There are three types of kurtosis:

Mesokurtic: This is the profile that corresponds to a normal distribution; the excess is usually around zero (i.e. it will have kurtosis of +/-3).

Leptokurtic: This exhibits a positive excess, with large amounts to data points on either side of the data, indicating the possibility of extreme outlier results in either direction. (Positive and negative).

Platykurtic: This distribution shows negative values, with flat tails (i.e. only a small number of outliers in the data set).

Kurtosis

Using Kurtosis In Trading

In finance, a large degree of kurtosis might imply large investment risk, as results may include higher than normal probabilities of both extreme profits AND losses, which would tend to suggest higher return volatility.

A low kurtosis would imply much lower probabilities of large gains or losses.

If the dataset has skew, then one already knows that the distribution has kurtosis, which also means that estimating Standard Deviations or Variance of data via sampling becomes less precise.
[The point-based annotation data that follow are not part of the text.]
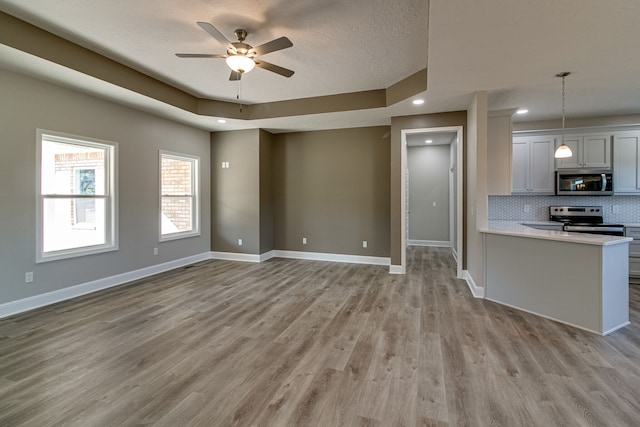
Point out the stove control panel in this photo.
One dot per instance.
(575, 210)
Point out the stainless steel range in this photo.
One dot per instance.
(584, 219)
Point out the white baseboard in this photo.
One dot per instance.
(476, 291)
(36, 301)
(603, 333)
(396, 269)
(234, 256)
(434, 243)
(319, 256)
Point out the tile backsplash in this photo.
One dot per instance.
(627, 208)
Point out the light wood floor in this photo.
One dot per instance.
(287, 343)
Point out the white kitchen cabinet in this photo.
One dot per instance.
(626, 163)
(634, 253)
(589, 151)
(532, 165)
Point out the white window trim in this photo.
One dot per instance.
(111, 197)
(195, 177)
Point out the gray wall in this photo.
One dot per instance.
(27, 104)
(428, 183)
(266, 193)
(332, 187)
(235, 192)
(476, 186)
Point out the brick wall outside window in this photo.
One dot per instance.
(176, 180)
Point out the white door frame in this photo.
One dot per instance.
(459, 192)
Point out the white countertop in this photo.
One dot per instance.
(518, 229)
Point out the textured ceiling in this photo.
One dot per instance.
(338, 46)
(511, 49)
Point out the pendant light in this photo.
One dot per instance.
(563, 150)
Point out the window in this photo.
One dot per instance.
(179, 182)
(76, 206)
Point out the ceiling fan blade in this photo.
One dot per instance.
(200, 55)
(274, 68)
(273, 45)
(213, 32)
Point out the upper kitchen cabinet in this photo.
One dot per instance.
(589, 151)
(626, 162)
(532, 167)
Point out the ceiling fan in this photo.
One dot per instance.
(240, 56)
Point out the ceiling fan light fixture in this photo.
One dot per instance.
(240, 63)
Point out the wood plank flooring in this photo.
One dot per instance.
(304, 343)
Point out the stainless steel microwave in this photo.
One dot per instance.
(584, 182)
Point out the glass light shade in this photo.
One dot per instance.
(563, 152)
(240, 63)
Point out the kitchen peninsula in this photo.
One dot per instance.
(577, 279)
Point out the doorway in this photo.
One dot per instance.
(452, 138)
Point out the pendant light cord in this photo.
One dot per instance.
(563, 77)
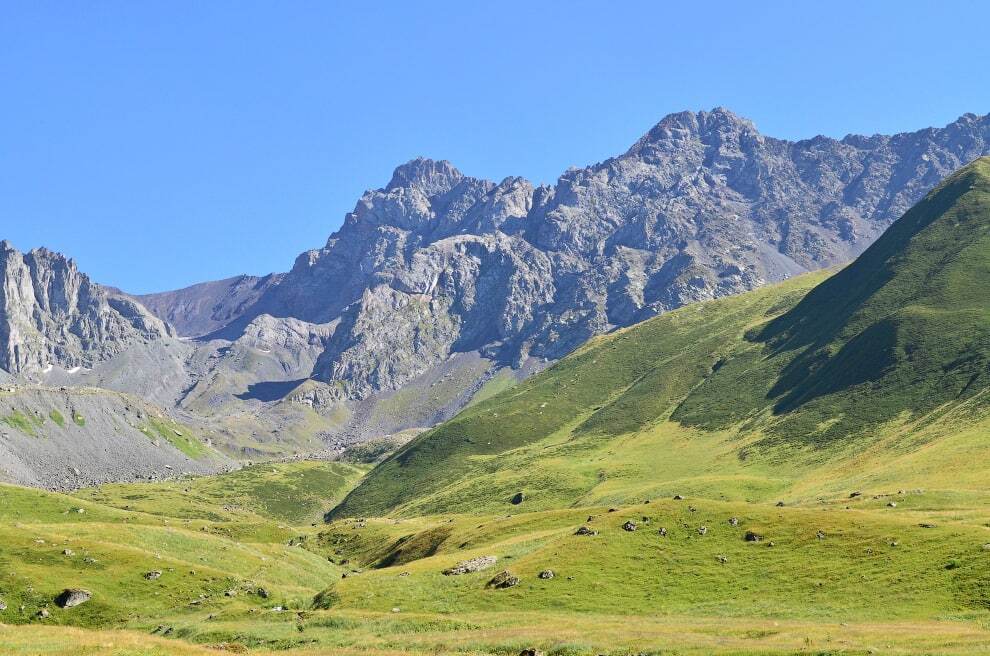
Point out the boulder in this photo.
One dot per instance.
(473, 565)
(504, 579)
(71, 597)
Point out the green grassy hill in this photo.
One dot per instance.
(841, 419)
(801, 389)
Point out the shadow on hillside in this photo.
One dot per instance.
(270, 390)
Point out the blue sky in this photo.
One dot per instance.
(166, 143)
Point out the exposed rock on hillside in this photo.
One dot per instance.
(703, 205)
(208, 306)
(52, 315)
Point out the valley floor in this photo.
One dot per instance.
(247, 564)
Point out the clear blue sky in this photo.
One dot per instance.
(166, 143)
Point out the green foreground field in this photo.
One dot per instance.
(796, 470)
(843, 575)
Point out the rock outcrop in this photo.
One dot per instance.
(438, 263)
(52, 315)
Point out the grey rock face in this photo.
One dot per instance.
(702, 206)
(51, 314)
(209, 306)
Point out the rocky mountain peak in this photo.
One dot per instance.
(431, 177)
(53, 315)
(438, 264)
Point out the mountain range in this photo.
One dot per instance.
(441, 289)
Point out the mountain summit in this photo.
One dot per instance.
(438, 263)
(789, 378)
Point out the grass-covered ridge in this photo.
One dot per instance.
(743, 397)
(912, 578)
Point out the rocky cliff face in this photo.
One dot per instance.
(702, 206)
(51, 315)
(200, 309)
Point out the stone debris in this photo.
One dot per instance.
(473, 565)
(504, 579)
(71, 597)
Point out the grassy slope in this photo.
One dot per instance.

The greater the kurtosis, the less useful the results of any sampling of the data will be.

It is also important to note that kurtosis concentrates exclusively on the extremes (or tails) of a distribution and thus has nothing to say about the peaks of a distribution (which are normally found in the middle of the dataset).

There may be a correlation between the tails and the peak of data, but it is not direct and thus the latter cannot be accurately predicted from the former.